Mahkemece öncelikle davacıya ilk yüklenici ..."ya dava açmak üzere mehil verilmeli, açılırsa o dava görülmekte olan bu dava ile birleştirilmeli, tarafların gösterdiği delilleri toplanmalı, özellikle yüklenicinin inşaat sözleşmesi gereğince edimlerini yerine getirip getirmediği belirlenerek davacının talepleri hakkında bundan sonra bir karar verilmelidir.
Taraf teşkili tam olarak sağlanmadan yazılı şekilde hüküm kurulması doğru görülmemiş, bu nedenle kararın bozulması gerekmiştir.

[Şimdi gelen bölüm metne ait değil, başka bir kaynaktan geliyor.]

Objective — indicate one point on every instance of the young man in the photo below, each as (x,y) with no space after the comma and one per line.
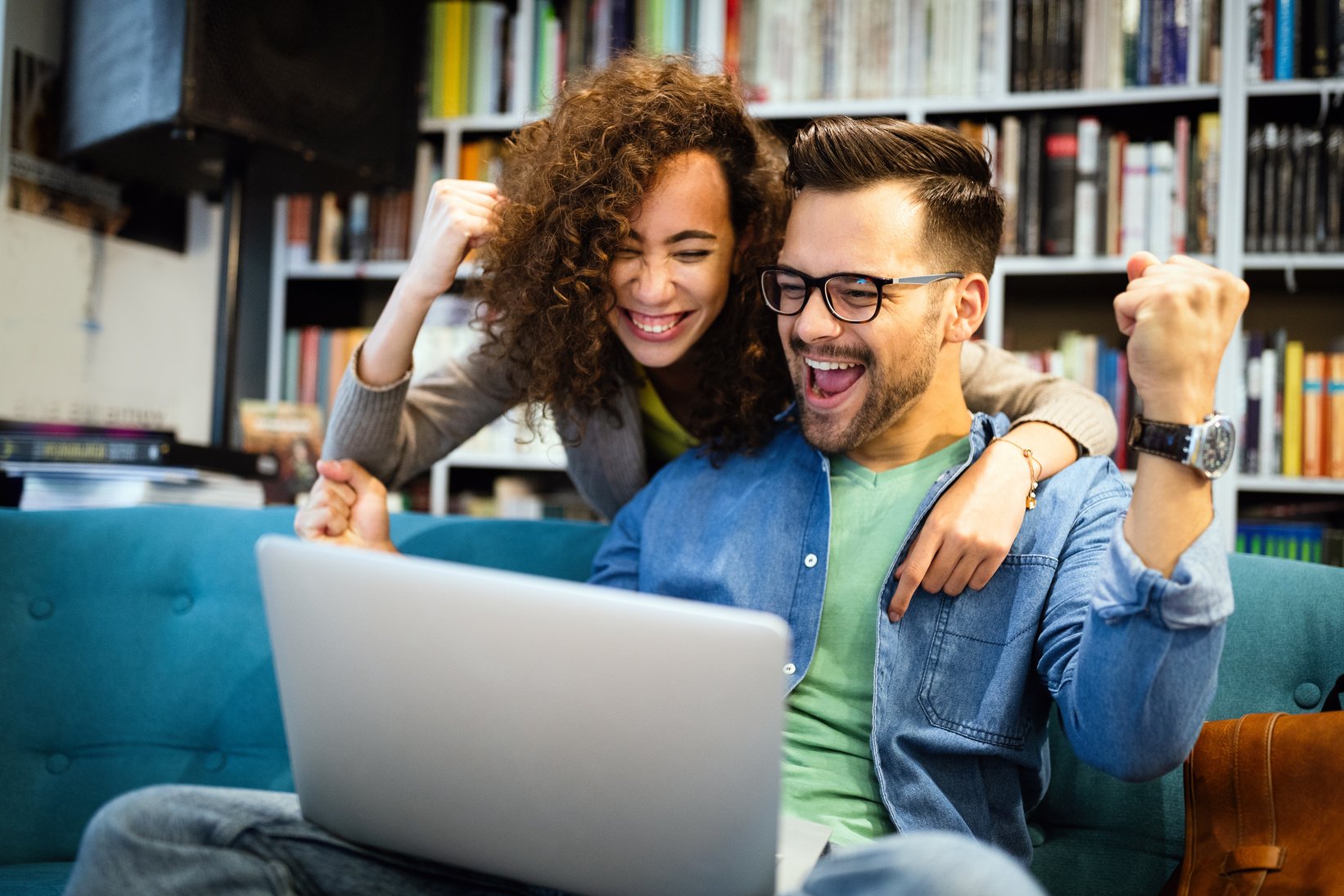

SONUÇ: Yukarıda açıklanan nedenlerle temyiz olunan kararın BOZULMASINA, bozma nedenine göre davacı vekilinin sair temyiz itirazlarının şimdilik incelenmesine yer olmadığına, yatırılan harcın istek halinde iadesine, kararın tebliğinden itibaren 15 gün içinde karar düzeltme yolu açık olmak üzere 21.01.2015 tarihinde oybirliğiyle karar verildi.